Showing posts with label Carolyn Brown. Show all posts
Showing posts with label Carolyn Brown. Show all posts

Wednesday, July 30, 2014

Song of my Life by Carolyn Brown


Title: Song of my Life
Author: Carolyn Brown
Publisher: University Press of Missippi
Rating: WORTHY!


DISCLOSURE: Unlike the majority of reviews in this blog, I've neither bought this book nor borrowed it from the library. This is a "galley" copy ebook, supplied by Net Galley. I'm not receiving (nor will I expect to receive or accept) remuneration for this review.

Continuing with what seems to have become a minor theme on my blog this month, this is a short, but fact-filled and moving biography of an under-appreciated and not widely known African-American.

Margaret Walker was a poet and writer who had to struggle throughout her life in the USA to get herself an education, to be accepted, and to pursue her career and her dreams.
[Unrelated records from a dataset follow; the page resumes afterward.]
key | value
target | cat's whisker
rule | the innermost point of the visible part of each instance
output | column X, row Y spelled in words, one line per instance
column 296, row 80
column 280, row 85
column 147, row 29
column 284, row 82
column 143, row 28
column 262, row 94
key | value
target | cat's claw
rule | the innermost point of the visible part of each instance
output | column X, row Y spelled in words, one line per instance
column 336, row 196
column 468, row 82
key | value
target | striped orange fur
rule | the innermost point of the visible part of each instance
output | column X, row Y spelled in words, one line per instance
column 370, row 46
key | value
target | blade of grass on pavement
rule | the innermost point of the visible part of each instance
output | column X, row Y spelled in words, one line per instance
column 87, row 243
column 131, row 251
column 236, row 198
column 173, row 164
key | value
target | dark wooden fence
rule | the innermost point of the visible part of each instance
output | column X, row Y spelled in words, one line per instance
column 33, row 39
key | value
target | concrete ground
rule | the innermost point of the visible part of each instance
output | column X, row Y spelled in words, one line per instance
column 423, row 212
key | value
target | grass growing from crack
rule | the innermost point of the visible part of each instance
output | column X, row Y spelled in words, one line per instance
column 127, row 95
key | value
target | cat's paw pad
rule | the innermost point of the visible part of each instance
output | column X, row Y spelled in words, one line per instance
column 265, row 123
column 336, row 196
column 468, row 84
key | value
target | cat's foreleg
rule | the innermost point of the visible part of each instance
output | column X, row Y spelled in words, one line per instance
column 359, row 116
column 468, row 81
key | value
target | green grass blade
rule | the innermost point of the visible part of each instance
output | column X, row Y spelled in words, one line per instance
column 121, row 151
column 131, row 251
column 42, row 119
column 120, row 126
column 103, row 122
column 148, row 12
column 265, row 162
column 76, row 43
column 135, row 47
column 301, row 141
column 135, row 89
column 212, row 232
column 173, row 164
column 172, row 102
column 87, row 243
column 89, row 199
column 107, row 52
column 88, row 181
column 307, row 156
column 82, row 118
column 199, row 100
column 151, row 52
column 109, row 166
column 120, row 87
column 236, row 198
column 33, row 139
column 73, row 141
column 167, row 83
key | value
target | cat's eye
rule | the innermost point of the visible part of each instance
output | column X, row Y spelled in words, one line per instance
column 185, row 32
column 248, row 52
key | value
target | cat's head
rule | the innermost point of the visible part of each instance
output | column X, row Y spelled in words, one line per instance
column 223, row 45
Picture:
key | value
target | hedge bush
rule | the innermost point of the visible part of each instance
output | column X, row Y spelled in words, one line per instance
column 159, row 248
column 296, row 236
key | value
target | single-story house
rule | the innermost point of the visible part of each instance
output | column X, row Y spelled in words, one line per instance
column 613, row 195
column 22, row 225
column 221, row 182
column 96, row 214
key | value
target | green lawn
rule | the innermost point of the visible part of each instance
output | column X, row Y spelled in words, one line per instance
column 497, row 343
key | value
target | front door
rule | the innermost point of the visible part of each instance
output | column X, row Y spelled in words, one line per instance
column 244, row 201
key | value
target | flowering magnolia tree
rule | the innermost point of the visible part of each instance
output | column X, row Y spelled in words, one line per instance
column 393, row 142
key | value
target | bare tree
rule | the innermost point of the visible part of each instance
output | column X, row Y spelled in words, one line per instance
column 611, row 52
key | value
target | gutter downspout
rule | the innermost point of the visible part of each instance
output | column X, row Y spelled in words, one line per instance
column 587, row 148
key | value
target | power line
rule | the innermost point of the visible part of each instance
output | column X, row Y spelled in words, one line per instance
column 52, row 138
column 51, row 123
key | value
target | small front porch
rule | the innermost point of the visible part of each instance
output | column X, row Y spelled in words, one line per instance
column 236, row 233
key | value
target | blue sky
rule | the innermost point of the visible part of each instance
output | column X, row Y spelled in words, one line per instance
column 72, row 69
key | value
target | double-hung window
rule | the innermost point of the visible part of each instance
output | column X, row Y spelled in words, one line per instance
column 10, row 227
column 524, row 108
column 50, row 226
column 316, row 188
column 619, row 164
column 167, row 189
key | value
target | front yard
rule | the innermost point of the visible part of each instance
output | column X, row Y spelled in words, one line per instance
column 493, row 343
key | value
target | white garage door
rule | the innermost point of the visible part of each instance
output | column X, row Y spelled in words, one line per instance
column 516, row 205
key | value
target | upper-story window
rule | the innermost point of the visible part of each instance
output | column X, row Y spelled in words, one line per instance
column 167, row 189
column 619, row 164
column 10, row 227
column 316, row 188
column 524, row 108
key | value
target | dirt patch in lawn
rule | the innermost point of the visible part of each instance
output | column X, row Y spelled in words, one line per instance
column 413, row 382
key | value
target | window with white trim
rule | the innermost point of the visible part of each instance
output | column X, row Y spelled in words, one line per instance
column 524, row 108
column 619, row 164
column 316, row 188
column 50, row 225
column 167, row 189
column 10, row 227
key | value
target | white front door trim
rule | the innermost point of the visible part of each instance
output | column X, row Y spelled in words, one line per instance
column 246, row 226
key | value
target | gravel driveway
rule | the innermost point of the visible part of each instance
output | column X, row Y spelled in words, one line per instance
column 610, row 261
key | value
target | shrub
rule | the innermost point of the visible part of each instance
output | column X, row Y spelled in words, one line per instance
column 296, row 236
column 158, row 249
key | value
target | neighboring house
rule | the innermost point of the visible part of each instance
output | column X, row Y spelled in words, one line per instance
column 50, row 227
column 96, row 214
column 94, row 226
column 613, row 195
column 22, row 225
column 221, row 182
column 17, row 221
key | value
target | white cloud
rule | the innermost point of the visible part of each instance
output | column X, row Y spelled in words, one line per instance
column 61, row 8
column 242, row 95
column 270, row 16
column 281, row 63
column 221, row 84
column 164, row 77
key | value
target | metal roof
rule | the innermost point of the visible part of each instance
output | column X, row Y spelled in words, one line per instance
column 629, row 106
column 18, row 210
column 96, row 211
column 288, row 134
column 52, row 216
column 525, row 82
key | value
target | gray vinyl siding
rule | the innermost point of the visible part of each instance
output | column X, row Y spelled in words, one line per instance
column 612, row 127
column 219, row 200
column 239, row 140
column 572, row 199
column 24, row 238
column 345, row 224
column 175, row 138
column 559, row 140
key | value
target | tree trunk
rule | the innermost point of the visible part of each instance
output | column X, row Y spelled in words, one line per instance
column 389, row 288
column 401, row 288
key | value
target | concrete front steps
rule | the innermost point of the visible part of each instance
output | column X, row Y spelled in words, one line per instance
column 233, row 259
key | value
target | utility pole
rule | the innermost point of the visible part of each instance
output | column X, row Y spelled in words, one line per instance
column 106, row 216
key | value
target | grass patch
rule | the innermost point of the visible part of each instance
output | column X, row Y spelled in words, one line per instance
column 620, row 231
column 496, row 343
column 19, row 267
Even when she had earned herself a doctorate and begun her writing and teaching career at a university she still had to deal with racism which was only exacerbated by the fact that not only was she a black person in a white person's world, she was also a woman in a man's world.

As if this wasn't bad enough, when Alex Haley published his run-away best-selling book Roots, and Walker sued him for plagiarism, citing instance after instance of examples where she argued that he had lifted material from her writing (her 1966 novel Jubilee), including the name "Chicken George", she lost the case, although 1978, Harold Courlanderwho filed a similar suit, won his.

As this biography makes disturbingly clear, Walker Born in Birmingham, Alabama, navigated a cash-strapped and racism plagued childhood, moving homes several times as her father, a Methodist minister, tried to stay employed. She attended school and college in New Orleans still struggling to make ends meet. In 1935, she got a BA at Northwestern University, following it with a master's from the University of Iowa (in creative writing) in 1942. The following year she married Firnist Alexander, had four children with him, and remained married to this war veteran until his death.

She was a professor of literature for thirty years at what's now known as Jackson State University, and continued to write - and win accolades - throughout her life. Her works include an award-winning poetry collection titled For My People, and Jubilee, a remarkable novel about slavery, before, during, and after the Civil War and based upon the life of her own great-grandmother.

This biography tells her story - a story that needs to be told - and tells it well. It will make you feel uncomfortable, but it will make you feel triumphant as you read through to the success and praise which Margaret Walker earned after her struggle, throughout which she maintained her poise and equanimity. Her success inspired a whole generation of black writers to take up her baton and continue moving forwards. I recommend this book.